いやな夜がすてきな夜に変わる『こんやはすてきなゆきのよる』
住宅街をトボトボと歩く黒い野良猫。すぐ目の前の暖かそうな家々の光が、遠い遠い存在に見えることでしょう。「こんやはどこでねようかな……」と途方に暮れています。思わず出てきた言葉は「こんやはいやなゆきのよる」。それが、1匹の白猫との出会いにより『こんやはすてきなゆきのよる』に変わっていくお話です。仲間と一緒だと、つらく思えた状況も楽しみに満ちあふれる様子、2匹の猫がたどり着く先。寒い冬の日に、心がポカポカと温まる絵本です。
仲間と一緒にみる雪の豊かな表情
降りしきる雪の中で、目もひげも口もヘの字に垂れ下がってしまった黒猫。へいの上を歩いていたら「こんやはすてきなゆきのよる」という声がして、ひげはピンと張り、驚いた表情で前方を見つめます。そこには、うっとり雪空を見上げる白猫の姿がありました。白猫と一緒にへいの上を歩く中で、家の中から雪空を見上げる子どもや、犬小屋の中から雪空を見上げる犬の言葉によって、黒猫にも雪が色々なものに姿を変えて見えてきます。それは、楽しいものだったり、美味しいものだったり、きれいなものだったり……。
2匹を待つ温かい空間
黒猫がおなかをすかせていることを知った白猫は、黒猫の前を走ってある場所に向かいます。それを追いかける黒猫には、雪は白猫と出会う前とは全く違ったものに映っていました。私は現在北海道に住んでいるので、積もった雪の上を歩く猫の姿を見ると、飼い猫かな?野良猫かな?と心配になります。人間でも動物でも、抗しがたい自然の営みは、受け取る側の環境によって、美しくも残酷にもなりえます。大人はきっとそれを感じるでしょうし、そしてある程度大きな子も、無意識のうちにそんなことを感じ取るかもしれません。でもとにかく、突然現れた仲間の存在によって、つらく厳しいものだった雪をはしゃぎながら見上げる黒猫の様子や、様々に変わる雪の姿は、温かい気持ちをもたらしてくれると思います。

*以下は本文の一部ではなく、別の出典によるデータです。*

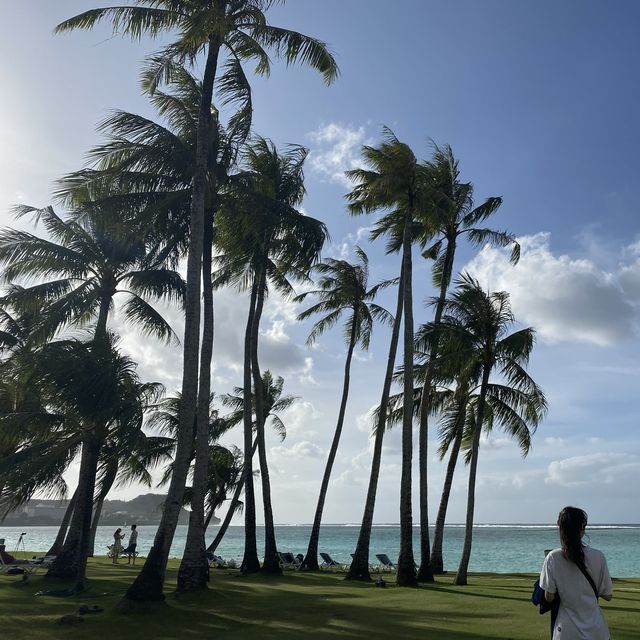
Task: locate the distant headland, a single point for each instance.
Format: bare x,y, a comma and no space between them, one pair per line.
143,509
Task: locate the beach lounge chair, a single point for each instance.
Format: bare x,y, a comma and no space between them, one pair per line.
328,561
289,561
216,561
20,567
385,563
371,566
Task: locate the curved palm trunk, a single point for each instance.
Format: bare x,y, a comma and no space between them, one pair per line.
147,587
437,564
271,563
359,569
56,547
107,483
311,559
71,562
235,501
406,575
425,571
194,568
461,576
250,562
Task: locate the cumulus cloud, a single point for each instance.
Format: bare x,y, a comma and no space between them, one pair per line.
335,149
303,449
565,299
596,468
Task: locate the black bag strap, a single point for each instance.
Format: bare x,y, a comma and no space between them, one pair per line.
586,574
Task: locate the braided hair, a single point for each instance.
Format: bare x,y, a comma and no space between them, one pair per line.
572,522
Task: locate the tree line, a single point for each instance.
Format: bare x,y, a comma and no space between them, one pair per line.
197,186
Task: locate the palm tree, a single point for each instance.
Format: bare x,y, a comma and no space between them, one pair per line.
203,27
475,331
265,240
274,404
396,180
359,569
129,455
148,168
91,387
95,260
87,263
343,288
451,215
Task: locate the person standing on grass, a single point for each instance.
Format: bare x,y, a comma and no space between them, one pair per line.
131,547
117,545
578,575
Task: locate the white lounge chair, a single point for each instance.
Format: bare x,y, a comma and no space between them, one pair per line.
328,562
288,560
385,562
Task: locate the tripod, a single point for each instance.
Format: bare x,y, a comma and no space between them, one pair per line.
20,544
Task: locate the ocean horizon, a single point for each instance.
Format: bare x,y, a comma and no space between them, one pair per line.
497,548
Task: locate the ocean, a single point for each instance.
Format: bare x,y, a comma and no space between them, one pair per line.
503,548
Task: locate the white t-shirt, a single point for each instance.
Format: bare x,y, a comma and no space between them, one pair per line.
579,615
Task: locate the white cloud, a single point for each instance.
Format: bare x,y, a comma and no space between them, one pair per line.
596,468
335,149
303,449
554,442
565,299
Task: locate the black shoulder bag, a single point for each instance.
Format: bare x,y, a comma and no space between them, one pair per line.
586,574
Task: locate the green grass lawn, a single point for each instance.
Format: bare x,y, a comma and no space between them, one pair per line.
298,606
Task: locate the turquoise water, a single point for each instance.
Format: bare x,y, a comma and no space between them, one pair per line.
496,548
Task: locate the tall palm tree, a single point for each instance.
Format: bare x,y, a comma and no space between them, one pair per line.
148,168
266,241
475,327
129,456
396,180
95,260
204,28
451,215
87,263
92,388
343,288
359,569
274,404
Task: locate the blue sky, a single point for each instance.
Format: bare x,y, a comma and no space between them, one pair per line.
539,102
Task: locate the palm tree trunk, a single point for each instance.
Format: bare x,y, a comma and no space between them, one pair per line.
359,569
250,562
194,568
235,501
406,574
437,564
107,483
71,562
425,571
147,587
64,525
461,576
271,563
311,559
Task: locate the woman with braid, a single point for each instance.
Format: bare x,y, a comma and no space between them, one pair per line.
578,576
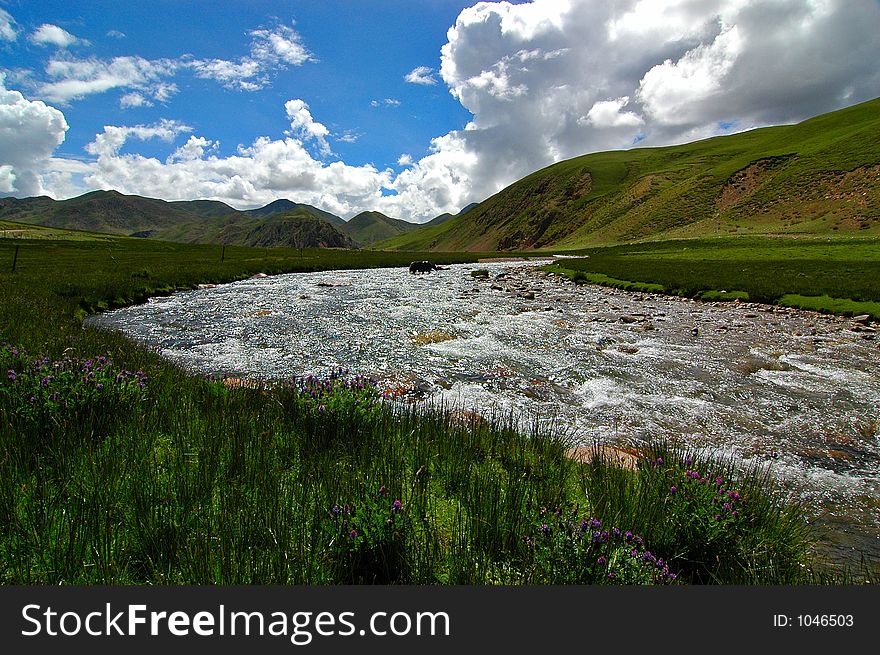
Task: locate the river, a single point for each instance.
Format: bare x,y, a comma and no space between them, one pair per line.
792,390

そして、雪に限らず、雲や空、山々といった自然の表情、町中の色々な物にも豊かな表情を見出すことができるのが子どもの力。毎日ふと見る光景の表情に、大人もふと気づいて子どもと共有するのも、子育て期の醍醐味ですよね。絵本の最終ページでは、目の前のことに夢中になる白猫と対照的に、空を見上げ続ける黒猫の表情が印象的です。